Loin de renouveler un genre qu'il avait déjà abordé par le passé, Atlus reste sur ses positions en proposant, toutefois, un contenu fort bien fourni pour un jeu de rythme. Entre les chansons à parcourir, les tenues/accessoires à découvrir, le social à mener à bien avec chaque personnage et les éléments comme les défis/soutiens à débloquer, vous avez nombre d'éléments à débloquer pour dévoiler toute la richesse de Persona 3 : Dancing in Moonlight.

Trophee

 

Note : 4/5

Aspect technique du jeu


Remerciez votre productrice pour cette salle VIP !

Qui dit jeu de rythme, dit musique.
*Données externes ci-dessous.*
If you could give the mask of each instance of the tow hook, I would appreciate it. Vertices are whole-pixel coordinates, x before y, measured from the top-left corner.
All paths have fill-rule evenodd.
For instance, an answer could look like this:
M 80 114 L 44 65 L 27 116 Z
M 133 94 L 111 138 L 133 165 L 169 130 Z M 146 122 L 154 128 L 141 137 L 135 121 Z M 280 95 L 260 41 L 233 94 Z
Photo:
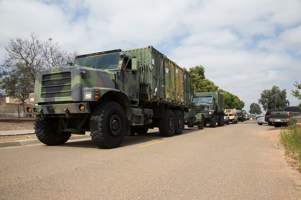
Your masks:
M 70 114 L 70 111 L 68 109 L 68 108 L 66 107 L 64 110 L 64 112 L 66 113 L 66 116 L 67 118 L 70 118 L 72 116 L 72 114 Z

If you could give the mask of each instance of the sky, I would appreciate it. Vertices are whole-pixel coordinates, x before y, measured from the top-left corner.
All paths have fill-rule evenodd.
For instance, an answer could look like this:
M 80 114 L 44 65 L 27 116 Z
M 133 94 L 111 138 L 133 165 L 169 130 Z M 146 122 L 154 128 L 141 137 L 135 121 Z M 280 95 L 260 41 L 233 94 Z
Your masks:
M 0 62 L 10 39 L 53 39 L 85 54 L 151 45 L 237 96 L 247 112 L 273 85 L 301 82 L 301 0 L 0 0 Z M 265 113 L 263 109 L 264 113 Z

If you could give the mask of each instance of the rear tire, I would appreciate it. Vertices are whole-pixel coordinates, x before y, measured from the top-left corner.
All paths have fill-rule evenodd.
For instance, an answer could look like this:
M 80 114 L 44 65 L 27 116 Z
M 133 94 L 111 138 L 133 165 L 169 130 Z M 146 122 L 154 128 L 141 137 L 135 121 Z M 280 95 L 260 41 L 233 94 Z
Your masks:
M 175 115 L 175 135 L 181 135 L 183 132 L 184 128 L 184 118 L 182 112 L 180 110 L 175 110 L 173 112 Z
M 162 137 L 171 137 L 175 133 L 175 115 L 172 110 L 165 110 L 164 118 L 159 120 L 159 132 Z
M 122 108 L 116 102 L 105 102 L 96 107 L 89 124 L 90 135 L 96 146 L 105 148 L 119 146 L 125 136 L 125 118 Z
M 216 116 L 215 114 L 213 114 L 212 118 L 209 120 L 209 124 L 211 128 L 215 128 L 216 126 Z
M 71 132 L 58 130 L 58 118 L 42 118 L 37 115 L 35 119 L 35 133 L 38 139 L 47 145 L 60 145 L 67 142 Z
M 222 118 L 222 115 L 221 115 L 219 114 L 219 119 L 217 120 L 217 126 L 219 127 L 222 126 L 224 118 Z

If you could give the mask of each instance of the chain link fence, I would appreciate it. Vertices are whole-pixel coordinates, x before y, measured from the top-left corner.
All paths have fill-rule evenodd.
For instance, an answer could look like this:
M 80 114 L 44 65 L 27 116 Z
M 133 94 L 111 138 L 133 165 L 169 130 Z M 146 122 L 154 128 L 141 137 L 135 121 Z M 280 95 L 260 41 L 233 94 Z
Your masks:
M 3 118 L 20 118 L 25 117 L 23 106 L 0 106 L 0 117 Z

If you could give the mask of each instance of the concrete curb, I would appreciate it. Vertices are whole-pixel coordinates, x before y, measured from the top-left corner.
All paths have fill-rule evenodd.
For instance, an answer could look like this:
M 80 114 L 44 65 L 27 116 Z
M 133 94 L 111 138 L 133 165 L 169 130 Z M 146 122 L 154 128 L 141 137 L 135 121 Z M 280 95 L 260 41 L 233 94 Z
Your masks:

C'est là un aspect technique sur lequel la critique sera la plus poussée car elle est au cœur même du concept du jeu. Comme dit plus haut, la playlist mélange musique originelle des jeux et remix. L'un comme l'autre sont de très bonnes factures, à savoir que le son est parfaitement retranscrit et que les effets sonores accompagnant votre réussite n'entachent en rien la chanson qui demeure clairement audible. Car des effets sonores vous en avez beaucoup : pour signaler une note réussie, l'augmentation d'un combo, et le tout émaillé des commentaires de votre équipe qui vous encourage ou vous soutient. Si ces éléments vous gênent, le menu des options vous permet de les retirer, ou de modifier les sons associés pour coller à vos préférences. De même vous pouvez rendre la scène se jouant en arrière-plan moins visible.
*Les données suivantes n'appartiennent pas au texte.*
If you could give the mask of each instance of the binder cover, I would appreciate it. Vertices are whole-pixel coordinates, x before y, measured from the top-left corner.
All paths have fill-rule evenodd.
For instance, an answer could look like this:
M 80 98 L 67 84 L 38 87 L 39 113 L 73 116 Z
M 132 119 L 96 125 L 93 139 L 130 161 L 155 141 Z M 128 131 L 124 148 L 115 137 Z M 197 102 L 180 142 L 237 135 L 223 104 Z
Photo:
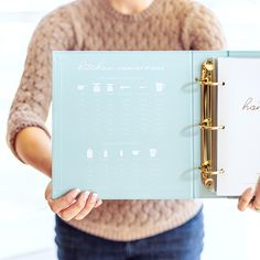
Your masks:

Cette dernière est d'ailleurs unique à chaque titre. Chaque chanson est associée à un personnage jouant le rôle de danseur principal, auquel peuvent se greffer jusqu'à deux partenaires. Même si ces derniers ont une identité propre mise par défaut, vous pouvez, là aussi, modifier (après avoir réussi la chanson au moins une fois). Selon la chanson et les partenaires, de nouvelles danses sont ainsi visibles. Quelques chansons s'accompagnent, pour leur part, de clips souvent extraits du jeu originel. Quant au style, globalement cela reste de la J-pop, l'opus jouant même sur les codes du genre en incluant deux clips originaux : l'un mettant en scène les personnages masculins dans une parodie de boy's band, le second faisant chanter et danser les personnages féminins dans le style des idols.

Quant aux personnages, leurs modélisations respectent parfaitement ce que les joueurs ont pu voir dans Persona 3 tout en demeurant clairement attractifs pour la génération actuelle. Même affublés d'une nouvelle tenue et d'accessoires, le chara-design originel demeure présent, dévoilant des personnages dignes d'un remake HD. Ainsi Junpei Iori demeure l'adolescent typique survolté portant sa sempiternelle casquette et l'activité de boxeur de Akihiko est sans cesse rappelé, entre autre, par la présence d'une capuche, faisant écho à la tenue de ces sportifs. Il est à noter que le jeu est, par défaut, doublé en anglais mais qu'il est possible d'entendre le doublage japonais en modifiant une option dans le menu attitré. Point fort appréciable, et fort rare chez Atlus, le jeu est entièrement rédigé en français permettant d'apprécier aussi bien le tutoriel que les multiples dialogues entre les personnages.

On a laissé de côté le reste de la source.